= Meena Waseem =

Pakistani-Canadian advocate for equitable education

Meena Waseem is a Pakistani-Canadian and Muslim advocate for accessible education from Kitchener, Ontario. In February 2019, she was named one of thirty-five Loran Scholars nationwide. In April 2019, she was named Kitchener-Waterloo Woman of the Year in the Young Adult category, making her the youngest recipient of the award.

== Education ==
Waseem attended Cameron Heights Collegiate Institute in Kitchener, Ontario where she was student council president. She is a Bachelor of Commerce student at Queen's University.
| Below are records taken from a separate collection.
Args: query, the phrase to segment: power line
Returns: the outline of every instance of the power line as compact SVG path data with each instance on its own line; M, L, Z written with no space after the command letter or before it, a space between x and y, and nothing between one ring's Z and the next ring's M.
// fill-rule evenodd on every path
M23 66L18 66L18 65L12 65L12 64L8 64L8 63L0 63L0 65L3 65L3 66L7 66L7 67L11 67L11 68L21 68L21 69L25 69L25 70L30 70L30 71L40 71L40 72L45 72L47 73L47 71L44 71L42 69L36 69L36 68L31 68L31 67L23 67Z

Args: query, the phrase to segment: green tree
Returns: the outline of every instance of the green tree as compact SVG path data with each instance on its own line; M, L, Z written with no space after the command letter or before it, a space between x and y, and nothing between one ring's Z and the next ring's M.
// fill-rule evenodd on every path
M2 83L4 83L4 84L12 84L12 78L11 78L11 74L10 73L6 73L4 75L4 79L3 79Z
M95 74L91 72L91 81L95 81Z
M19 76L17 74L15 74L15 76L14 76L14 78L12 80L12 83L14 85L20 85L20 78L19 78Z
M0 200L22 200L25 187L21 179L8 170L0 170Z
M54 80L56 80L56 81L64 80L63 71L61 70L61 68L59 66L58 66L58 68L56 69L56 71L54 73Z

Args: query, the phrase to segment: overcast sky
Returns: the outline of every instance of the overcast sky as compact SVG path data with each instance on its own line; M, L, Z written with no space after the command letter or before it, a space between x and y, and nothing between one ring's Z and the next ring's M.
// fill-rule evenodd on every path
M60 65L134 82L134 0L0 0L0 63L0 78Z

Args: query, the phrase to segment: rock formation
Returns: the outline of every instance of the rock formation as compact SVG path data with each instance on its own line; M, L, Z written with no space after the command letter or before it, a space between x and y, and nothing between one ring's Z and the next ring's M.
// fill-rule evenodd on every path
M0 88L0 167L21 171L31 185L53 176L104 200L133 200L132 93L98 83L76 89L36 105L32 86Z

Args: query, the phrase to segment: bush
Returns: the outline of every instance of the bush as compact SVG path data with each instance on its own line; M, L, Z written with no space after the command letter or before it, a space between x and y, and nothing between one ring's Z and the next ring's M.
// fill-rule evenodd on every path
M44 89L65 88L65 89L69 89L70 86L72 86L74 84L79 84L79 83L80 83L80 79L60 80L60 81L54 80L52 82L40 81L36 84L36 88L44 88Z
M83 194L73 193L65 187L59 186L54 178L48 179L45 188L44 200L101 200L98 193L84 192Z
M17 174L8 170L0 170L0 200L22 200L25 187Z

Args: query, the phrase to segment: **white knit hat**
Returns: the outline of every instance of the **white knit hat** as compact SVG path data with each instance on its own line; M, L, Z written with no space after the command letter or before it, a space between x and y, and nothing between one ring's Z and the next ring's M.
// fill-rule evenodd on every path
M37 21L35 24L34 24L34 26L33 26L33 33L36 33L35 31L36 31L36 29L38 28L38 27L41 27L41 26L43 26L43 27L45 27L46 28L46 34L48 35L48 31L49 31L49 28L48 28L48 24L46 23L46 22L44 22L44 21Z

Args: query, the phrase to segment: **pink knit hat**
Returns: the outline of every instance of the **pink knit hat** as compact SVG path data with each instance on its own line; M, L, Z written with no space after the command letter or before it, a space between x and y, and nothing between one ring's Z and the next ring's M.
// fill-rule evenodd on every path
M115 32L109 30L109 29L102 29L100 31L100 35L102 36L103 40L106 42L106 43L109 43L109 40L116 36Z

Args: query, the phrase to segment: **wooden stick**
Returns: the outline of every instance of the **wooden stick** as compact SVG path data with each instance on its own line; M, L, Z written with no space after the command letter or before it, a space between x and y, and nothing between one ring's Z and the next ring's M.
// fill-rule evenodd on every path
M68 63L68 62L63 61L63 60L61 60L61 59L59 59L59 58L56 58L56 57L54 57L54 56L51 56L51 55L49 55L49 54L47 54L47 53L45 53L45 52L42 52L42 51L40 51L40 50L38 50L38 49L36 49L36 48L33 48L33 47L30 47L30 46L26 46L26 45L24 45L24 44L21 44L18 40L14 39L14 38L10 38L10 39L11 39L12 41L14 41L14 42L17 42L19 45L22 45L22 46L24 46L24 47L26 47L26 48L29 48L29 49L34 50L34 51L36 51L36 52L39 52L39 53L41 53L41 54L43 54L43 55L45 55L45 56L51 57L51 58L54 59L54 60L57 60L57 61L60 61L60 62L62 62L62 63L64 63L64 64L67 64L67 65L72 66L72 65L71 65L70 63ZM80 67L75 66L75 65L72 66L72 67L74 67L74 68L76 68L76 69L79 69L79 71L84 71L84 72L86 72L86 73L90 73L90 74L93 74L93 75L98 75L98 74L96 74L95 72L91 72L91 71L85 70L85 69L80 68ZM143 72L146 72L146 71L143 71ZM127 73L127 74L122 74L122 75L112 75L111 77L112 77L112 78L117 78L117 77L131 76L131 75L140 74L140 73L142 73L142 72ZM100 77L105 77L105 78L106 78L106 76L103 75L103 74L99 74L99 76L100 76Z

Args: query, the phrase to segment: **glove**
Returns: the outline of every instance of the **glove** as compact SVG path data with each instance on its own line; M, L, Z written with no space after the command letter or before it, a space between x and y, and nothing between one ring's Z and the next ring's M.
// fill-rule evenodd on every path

== Advocacy and influence ==
Waseem is known for co-organizing Stolen By Smith, a campaign calling for improved diversity, equity, and inclusion at Queen's and the Smith School of Business at Queen's. She has criticized business schools for lacking inclusive policies and curriculums that teach equity-centred leadership. She is also outspoken about the minimization of equity-deserving students' experiences in business schools. Stolen By Smith led to the creation of similar calls to action at business schools across Canada.

In March 2022, Waseem also organized Ramadan dining hall supports for Muslim students observing Ramadan at Queen's.

In response to employers' concerns about the Great Resignation, Waseem was outspoken about the importance of workplace flexibility for Gen Z employees.

Waseem was part of a team that created Waterloo Region's first youth wellbeing data collection project.

She is a Young Director in Cohort 5 of the FORA: Network for Change Girls on Boards program.

Waseem serves on the Board of Directors of the Sexual Assault Centre of Kingston.